Report from MPR News

In Brief – A three-judge panel of the US 8th Circuit Court of Appeals has declined to block a Minnesota law enacted in 2023 that bans the use of deepfake technology to influence elections, siding with the lower court that the two plaintiffs lacked standing to block the measure. The law targets artificially generated video, audio, or still images created without a person’s consent and intended to harm a candidate or influence election outcomes. In September 2024, a conservative commentator who released an AI-generated parody video depicting then–Vice President Kamala Harris, and a Republican state representative who shared the video on social media, filed a federal lawsuit to block the law as a violation of the First Amendment. District Judge Laura Provinzino rejected the pair’s request for a preliminary injunction blocking the law while the litigation proceeded, ruling that the content creator lacked standing because his video was properly labeled as a parody and so was exempt from the law’s restrictions, while the state legislator failed to act in a timely manner. The appellate panel upheld those decisions, adding that the state legislator waited 16 months to seek relief and had supported the law when it passed.
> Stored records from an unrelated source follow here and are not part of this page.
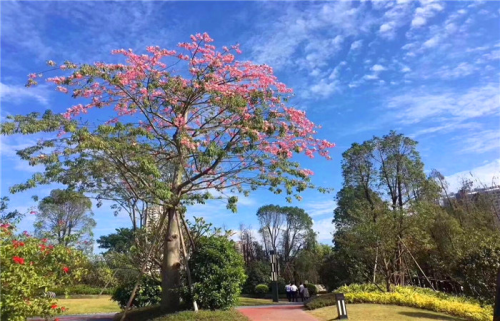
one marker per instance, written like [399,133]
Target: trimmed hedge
[81,289]
[409,296]
[313,290]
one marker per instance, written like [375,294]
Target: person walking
[294,292]
[288,289]
[305,294]
[301,291]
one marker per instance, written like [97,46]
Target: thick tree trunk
[171,265]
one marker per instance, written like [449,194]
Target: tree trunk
[171,265]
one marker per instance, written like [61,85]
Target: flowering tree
[173,135]
[31,266]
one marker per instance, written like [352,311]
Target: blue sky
[428,69]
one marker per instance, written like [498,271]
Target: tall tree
[218,124]
[286,230]
[384,182]
[66,217]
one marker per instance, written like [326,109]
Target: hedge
[427,299]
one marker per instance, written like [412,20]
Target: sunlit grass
[376,312]
[89,304]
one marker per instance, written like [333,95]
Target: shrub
[313,290]
[31,266]
[148,293]
[408,296]
[218,273]
[281,285]
[261,290]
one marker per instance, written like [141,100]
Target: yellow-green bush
[412,297]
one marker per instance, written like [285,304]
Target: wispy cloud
[321,207]
[15,94]
[487,174]
[445,105]
[324,229]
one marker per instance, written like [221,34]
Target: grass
[231,315]
[89,304]
[246,301]
[377,312]
[154,313]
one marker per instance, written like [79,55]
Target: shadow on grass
[427,315]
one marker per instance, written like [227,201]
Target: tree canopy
[178,124]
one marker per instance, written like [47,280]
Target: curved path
[276,312]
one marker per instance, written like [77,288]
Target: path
[276,313]
[81,317]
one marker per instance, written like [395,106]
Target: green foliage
[218,273]
[66,217]
[8,217]
[391,217]
[313,290]
[478,269]
[155,314]
[30,267]
[81,289]
[99,274]
[257,272]
[148,293]
[119,242]
[261,290]
[468,309]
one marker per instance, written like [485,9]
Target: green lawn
[376,312]
[154,313]
[89,304]
[83,304]
[231,315]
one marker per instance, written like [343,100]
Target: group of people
[292,291]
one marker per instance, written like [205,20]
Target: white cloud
[17,94]
[479,141]
[378,67]
[324,88]
[319,30]
[356,45]
[385,28]
[447,105]
[370,77]
[488,174]
[422,14]
[319,208]
[433,42]
[418,22]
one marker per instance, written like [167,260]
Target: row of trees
[170,139]
[395,225]
[287,231]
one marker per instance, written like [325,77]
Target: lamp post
[339,297]
[274,275]
[496,312]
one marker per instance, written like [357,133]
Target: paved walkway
[277,313]
[81,317]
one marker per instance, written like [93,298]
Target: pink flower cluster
[219,102]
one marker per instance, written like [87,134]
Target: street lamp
[339,297]
[496,311]
[274,275]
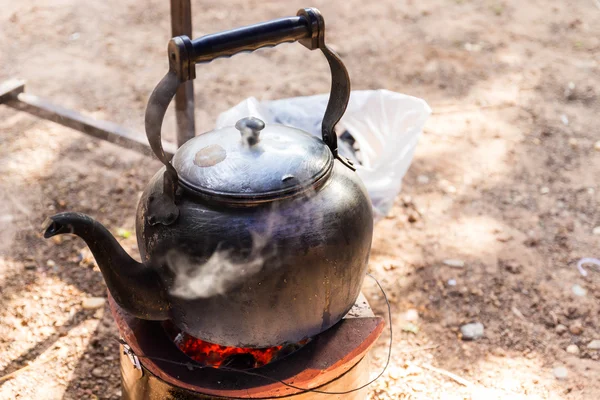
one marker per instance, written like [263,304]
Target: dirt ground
[504,182]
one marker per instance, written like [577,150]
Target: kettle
[256,235]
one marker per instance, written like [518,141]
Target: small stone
[594,345]
[410,328]
[472,331]
[454,263]
[572,349]
[504,237]
[578,290]
[560,329]
[576,328]
[411,315]
[98,373]
[92,303]
[499,352]
[423,179]
[560,372]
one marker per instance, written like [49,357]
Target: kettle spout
[135,287]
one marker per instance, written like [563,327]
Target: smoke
[220,273]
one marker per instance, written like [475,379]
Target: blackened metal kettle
[250,236]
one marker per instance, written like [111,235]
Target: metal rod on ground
[181,24]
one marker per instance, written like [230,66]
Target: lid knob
[250,128]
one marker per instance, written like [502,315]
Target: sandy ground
[504,180]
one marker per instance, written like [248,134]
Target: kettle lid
[252,161]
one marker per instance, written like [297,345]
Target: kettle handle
[307,27]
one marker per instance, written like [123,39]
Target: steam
[226,269]
[219,274]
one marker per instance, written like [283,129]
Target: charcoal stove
[337,360]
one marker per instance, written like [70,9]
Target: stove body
[337,360]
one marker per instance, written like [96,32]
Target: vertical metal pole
[181,24]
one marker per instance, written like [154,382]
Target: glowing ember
[217,356]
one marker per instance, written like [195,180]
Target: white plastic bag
[385,125]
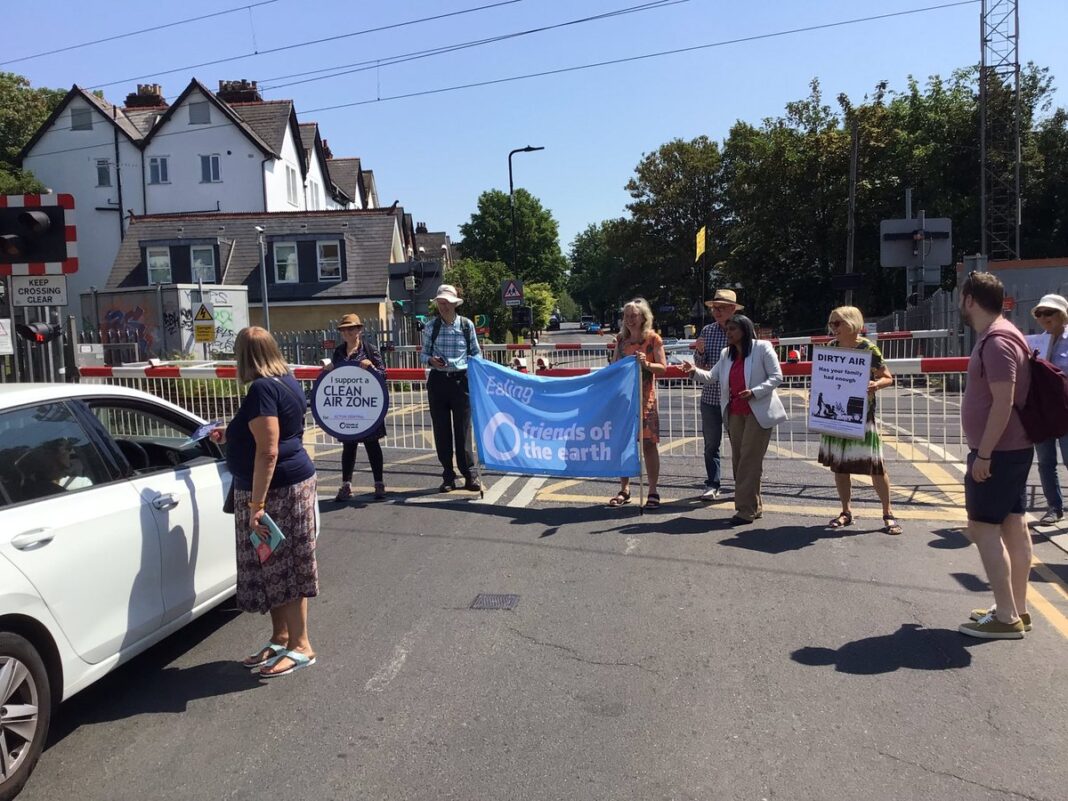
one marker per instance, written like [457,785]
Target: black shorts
[1004,492]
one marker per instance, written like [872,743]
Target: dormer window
[200,113]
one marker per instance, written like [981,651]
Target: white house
[225,152]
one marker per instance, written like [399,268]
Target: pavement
[664,655]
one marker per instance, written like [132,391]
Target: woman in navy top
[356,350]
[272,475]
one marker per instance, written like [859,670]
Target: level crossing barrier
[920,415]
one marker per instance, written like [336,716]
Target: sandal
[846,518]
[262,657]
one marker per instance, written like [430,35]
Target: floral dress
[650,414]
[861,457]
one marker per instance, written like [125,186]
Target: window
[200,113]
[203,261]
[285,263]
[81,119]
[329,261]
[291,185]
[46,453]
[159,265]
[209,169]
[157,170]
[103,172]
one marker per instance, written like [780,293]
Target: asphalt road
[664,656]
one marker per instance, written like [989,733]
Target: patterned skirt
[291,572]
[860,457]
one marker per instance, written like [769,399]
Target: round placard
[349,402]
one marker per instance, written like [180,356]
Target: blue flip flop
[299,662]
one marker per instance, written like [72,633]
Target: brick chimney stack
[242,91]
[147,96]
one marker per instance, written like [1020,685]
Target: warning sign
[204,324]
[512,292]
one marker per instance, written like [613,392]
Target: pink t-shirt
[1002,361]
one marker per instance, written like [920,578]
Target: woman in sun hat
[1052,345]
[357,350]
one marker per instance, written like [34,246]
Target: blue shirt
[715,338]
[452,344]
[268,397]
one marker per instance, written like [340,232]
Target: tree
[22,110]
[487,237]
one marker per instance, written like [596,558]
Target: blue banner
[584,426]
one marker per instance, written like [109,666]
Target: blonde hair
[851,316]
[257,355]
[645,310]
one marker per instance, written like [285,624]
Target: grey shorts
[1004,492]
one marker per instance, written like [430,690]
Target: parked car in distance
[112,537]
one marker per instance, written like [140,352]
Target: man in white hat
[710,343]
[448,343]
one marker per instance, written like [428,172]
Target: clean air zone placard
[349,402]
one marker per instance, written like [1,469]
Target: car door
[77,531]
[184,484]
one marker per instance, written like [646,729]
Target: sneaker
[978,614]
[989,627]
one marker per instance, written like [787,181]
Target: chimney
[147,96]
[242,91]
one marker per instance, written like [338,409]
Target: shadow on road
[911,646]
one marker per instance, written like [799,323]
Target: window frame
[84,115]
[147,264]
[319,258]
[296,256]
[192,264]
[161,167]
[214,165]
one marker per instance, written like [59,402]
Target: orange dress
[650,414]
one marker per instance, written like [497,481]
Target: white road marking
[525,495]
[389,671]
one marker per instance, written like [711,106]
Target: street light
[512,202]
[263,275]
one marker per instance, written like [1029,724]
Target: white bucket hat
[448,292]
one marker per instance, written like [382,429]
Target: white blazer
[763,374]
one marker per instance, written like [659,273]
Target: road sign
[512,292]
[6,343]
[204,324]
[38,289]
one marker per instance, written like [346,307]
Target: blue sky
[437,153]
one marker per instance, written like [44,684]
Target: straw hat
[725,296]
[448,292]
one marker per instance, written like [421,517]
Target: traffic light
[38,333]
[37,232]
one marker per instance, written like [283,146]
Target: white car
[112,536]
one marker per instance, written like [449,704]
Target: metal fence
[919,415]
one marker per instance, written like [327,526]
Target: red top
[738,406]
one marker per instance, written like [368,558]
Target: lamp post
[263,276]
[512,203]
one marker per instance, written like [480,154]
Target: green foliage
[487,237]
[22,110]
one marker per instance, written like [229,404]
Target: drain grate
[487,600]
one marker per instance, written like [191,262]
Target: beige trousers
[749,443]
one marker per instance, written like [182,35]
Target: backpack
[465,326]
[1045,411]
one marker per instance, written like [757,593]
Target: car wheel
[26,705]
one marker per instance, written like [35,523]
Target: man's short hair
[986,289]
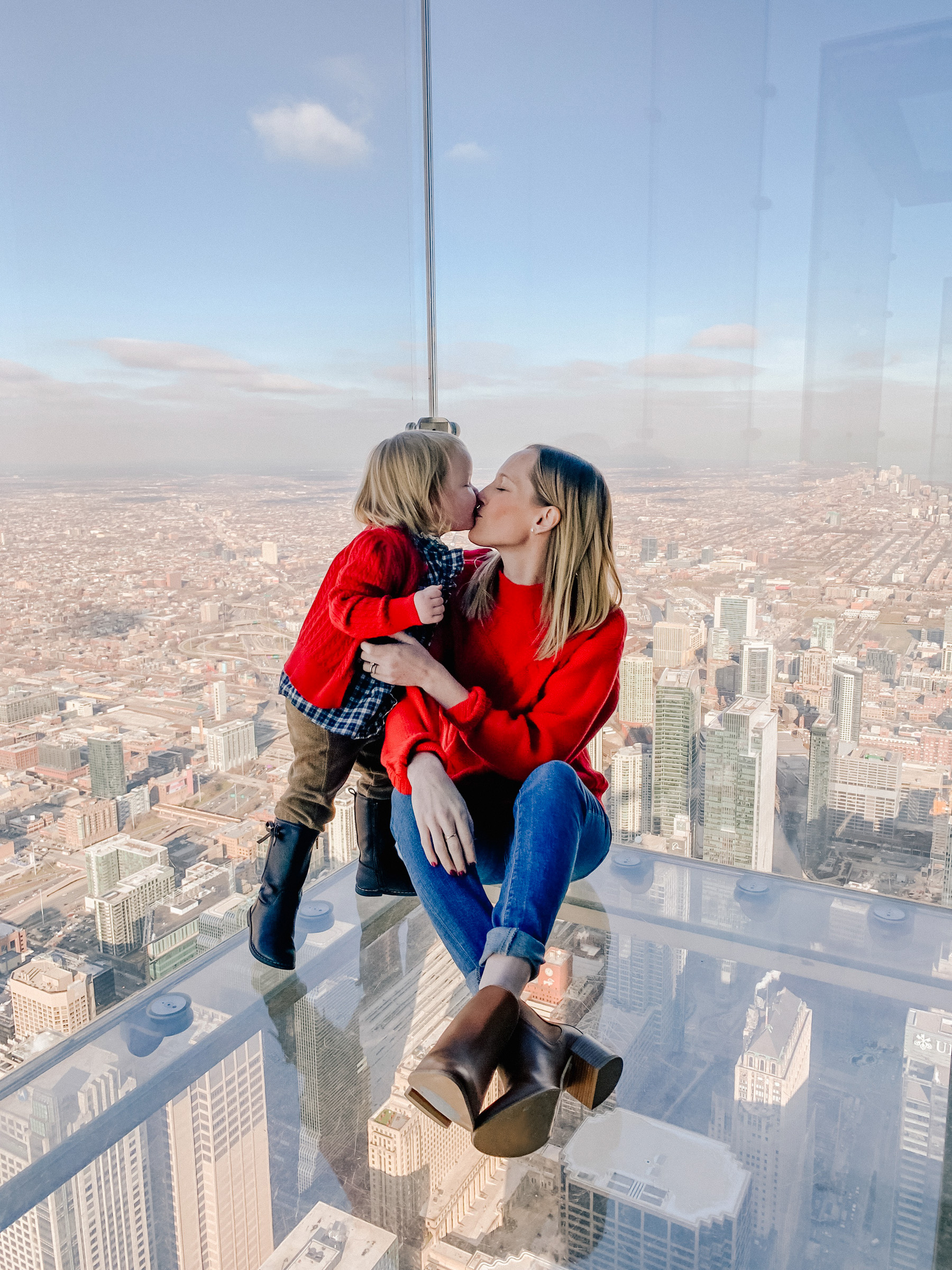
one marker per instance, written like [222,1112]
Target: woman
[493,785]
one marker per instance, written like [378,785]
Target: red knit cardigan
[369,592]
[521,712]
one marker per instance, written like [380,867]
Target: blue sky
[211,233]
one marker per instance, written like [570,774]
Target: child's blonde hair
[404,482]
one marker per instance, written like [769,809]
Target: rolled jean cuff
[511,941]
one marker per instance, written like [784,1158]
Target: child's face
[459,496]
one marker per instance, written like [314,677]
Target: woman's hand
[404,661]
[442,816]
[407,662]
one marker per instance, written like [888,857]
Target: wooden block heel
[593,1072]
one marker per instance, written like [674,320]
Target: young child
[395,576]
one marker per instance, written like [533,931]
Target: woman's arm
[442,816]
[407,662]
[576,695]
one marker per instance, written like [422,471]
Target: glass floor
[784,1100]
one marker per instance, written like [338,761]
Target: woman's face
[508,507]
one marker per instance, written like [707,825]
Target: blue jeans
[531,839]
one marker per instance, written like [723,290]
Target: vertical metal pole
[428,205]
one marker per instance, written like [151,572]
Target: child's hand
[429,605]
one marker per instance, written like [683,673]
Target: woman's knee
[554,779]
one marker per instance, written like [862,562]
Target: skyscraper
[220,1179]
[676,751]
[636,691]
[232,745]
[926,1075]
[768,1124]
[631,793]
[847,700]
[824,634]
[757,668]
[639,1193]
[342,830]
[824,740]
[740,782]
[719,645]
[102,1218]
[107,770]
[738,616]
[671,646]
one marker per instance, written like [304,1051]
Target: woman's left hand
[405,661]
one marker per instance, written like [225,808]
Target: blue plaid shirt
[367,702]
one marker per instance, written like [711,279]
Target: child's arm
[362,604]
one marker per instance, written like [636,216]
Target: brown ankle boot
[540,1062]
[452,1080]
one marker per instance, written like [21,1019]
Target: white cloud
[196,360]
[738,334]
[469,151]
[313,134]
[690,366]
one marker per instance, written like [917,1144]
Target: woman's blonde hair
[582,583]
[404,482]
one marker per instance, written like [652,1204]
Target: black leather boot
[452,1080]
[271,920]
[541,1061]
[381,872]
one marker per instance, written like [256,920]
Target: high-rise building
[676,751]
[816,668]
[232,745]
[126,879]
[22,704]
[60,763]
[740,784]
[883,661]
[118,858]
[49,997]
[824,634]
[922,1147]
[102,1218]
[636,695]
[107,769]
[847,700]
[768,1126]
[738,616]
[89,821]
[220,1179]
[342,830]
[671,646]
[824,740]
[631,793]
[335,1240]
[640,1193]
[757,668]
[865,794]
[719,645]
[594,750]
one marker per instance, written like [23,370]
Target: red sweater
[521,712]
[369,591]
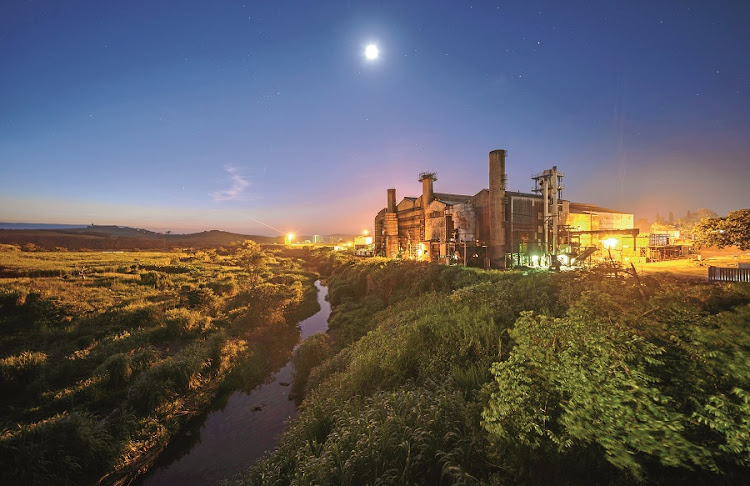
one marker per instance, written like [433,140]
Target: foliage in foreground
[734,230]
[501,378]
[104,356]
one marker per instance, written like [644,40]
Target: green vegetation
[734,230]
[443,375]
[104,356]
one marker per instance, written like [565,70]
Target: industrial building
[497,228]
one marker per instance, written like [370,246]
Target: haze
[188,116]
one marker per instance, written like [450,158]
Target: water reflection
[229,440]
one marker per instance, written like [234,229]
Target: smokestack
[426,178]
[496,249]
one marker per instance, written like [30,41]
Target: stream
[229,440]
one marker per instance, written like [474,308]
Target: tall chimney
[426,178]
[496,249]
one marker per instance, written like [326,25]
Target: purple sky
[217,115]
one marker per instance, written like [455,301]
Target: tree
[251,257]
[734,230]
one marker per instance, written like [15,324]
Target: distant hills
[94,237]
[39,226]
[119,238]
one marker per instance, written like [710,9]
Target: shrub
[165,380]
[69,448]
[181,322]
[309,354]
[116,370]
[19,370]
[157,280]
[226,287]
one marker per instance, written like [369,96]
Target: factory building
[497,228]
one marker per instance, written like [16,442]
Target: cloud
[236,192]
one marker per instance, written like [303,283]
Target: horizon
[284,117]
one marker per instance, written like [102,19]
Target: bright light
[372,52]
[609,243]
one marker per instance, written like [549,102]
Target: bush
[182,322]
[165,380]
[156,280]
[69,448]
[116,370]
[19,370]
[309,354]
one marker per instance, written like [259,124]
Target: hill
[121,238]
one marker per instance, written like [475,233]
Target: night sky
[217,115]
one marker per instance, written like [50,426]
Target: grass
[104,356]
[440,375]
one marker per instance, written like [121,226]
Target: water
[229,440]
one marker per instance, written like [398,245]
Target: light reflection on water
[231,439]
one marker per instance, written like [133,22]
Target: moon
[372,52]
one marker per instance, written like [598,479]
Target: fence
[719,274]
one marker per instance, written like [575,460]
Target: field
[445,375]
[105,355]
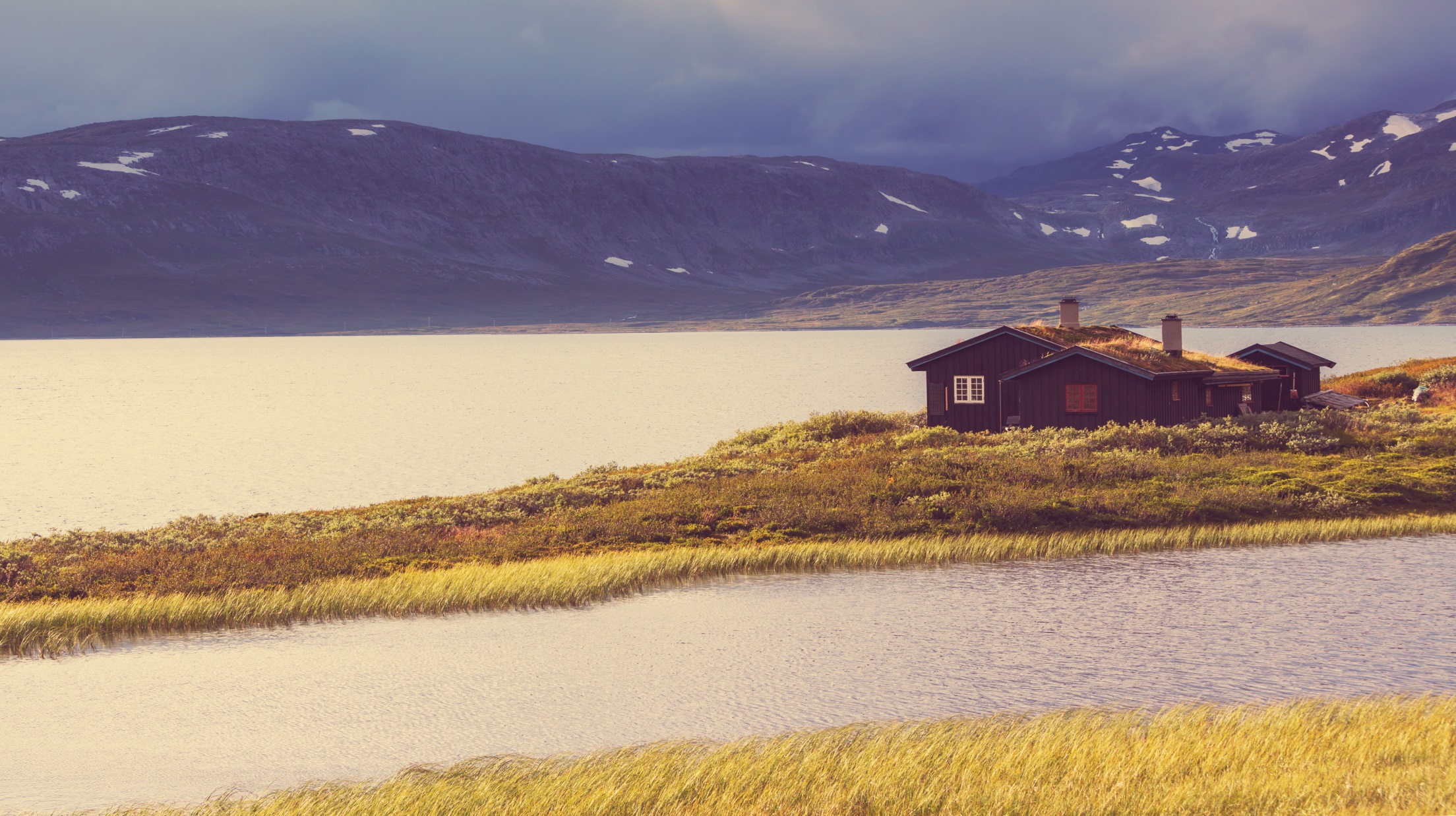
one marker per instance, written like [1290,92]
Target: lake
[127,434]
[178,719]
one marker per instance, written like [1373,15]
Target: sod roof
[1136,349]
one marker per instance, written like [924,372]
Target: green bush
[1442,376]
[1395,383]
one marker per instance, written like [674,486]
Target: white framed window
[970,389]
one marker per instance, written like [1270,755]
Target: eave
[921,363]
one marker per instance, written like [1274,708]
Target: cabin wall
[1122,396]
[989,360]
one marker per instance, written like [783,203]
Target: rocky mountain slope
[1372,185]
[243,226]
[225,224]
[1416,285]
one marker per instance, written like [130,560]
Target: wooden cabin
[1298,370]
[1074,376]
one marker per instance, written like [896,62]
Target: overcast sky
[963,88]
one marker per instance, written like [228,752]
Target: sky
[964,88]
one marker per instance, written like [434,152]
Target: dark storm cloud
[969,89]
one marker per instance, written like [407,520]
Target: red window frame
[1081,397]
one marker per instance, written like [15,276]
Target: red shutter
[1081,399]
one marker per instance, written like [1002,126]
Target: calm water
[127,434]
[178,719]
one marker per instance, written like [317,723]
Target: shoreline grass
[53,627]
[1357,755]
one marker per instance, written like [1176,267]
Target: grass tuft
[1365,755]
[50,627]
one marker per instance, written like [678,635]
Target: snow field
[900,202]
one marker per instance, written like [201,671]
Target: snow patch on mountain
[1236,144]
[900,202]
[123,165]
[1399,127]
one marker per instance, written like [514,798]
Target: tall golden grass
[47,627]
[1368,755]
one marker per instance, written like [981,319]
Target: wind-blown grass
[1368,755]
[61,626]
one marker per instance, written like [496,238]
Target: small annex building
[1298,370]
[1074,376]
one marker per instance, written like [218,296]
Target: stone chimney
[1172,335]
[1070,316]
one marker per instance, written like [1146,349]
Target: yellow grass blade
[1366,755]
[60,626]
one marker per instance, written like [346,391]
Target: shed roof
[1335,399]
[1287,353]
[1110,343]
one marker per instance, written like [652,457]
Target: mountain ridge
[236,226]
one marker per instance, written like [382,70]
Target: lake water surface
[127,434]
[178,719]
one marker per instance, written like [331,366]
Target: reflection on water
[177,719]
[129,434]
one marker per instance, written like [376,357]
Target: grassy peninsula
[842,489]
[1366,755]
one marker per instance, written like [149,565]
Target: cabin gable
[1299,373]
[989,360]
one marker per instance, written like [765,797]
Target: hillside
[226,226]
[1417,285]
[218,224]
[1372,185]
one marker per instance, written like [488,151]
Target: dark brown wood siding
[989,360]
[1120,396]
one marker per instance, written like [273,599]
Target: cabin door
[1011,405]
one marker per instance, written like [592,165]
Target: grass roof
[1138,349]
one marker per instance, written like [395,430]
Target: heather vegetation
[841,476]
[1366,755]
[1397,383]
The case now returns to federal district court for consideration on its merits.

Context – Non-consensual pornography and election “disinformation” are the most cited potential harms from AI-related deepfakes. Although the biggest AI developers have agreed to identify and label AI-generated images created by their services, AI “watermarking” is considered of limited value by many experts because it can be circumvented and there are AI tools that don’t use the technology. More than 20 states have enacted legislation targeting election deepfakes, but none have been enforced, including in Minnesota. Meanwhile, unlike in Minnesota, California’s 2024 election deepfake law was quickly challenged and blocked by a federal judge. In Minnesota, after the initial district court ruling rejecting the injunction, X sued to block enforcement of the law, but its motion was also rejected by Judge Provinzino for lacking standing.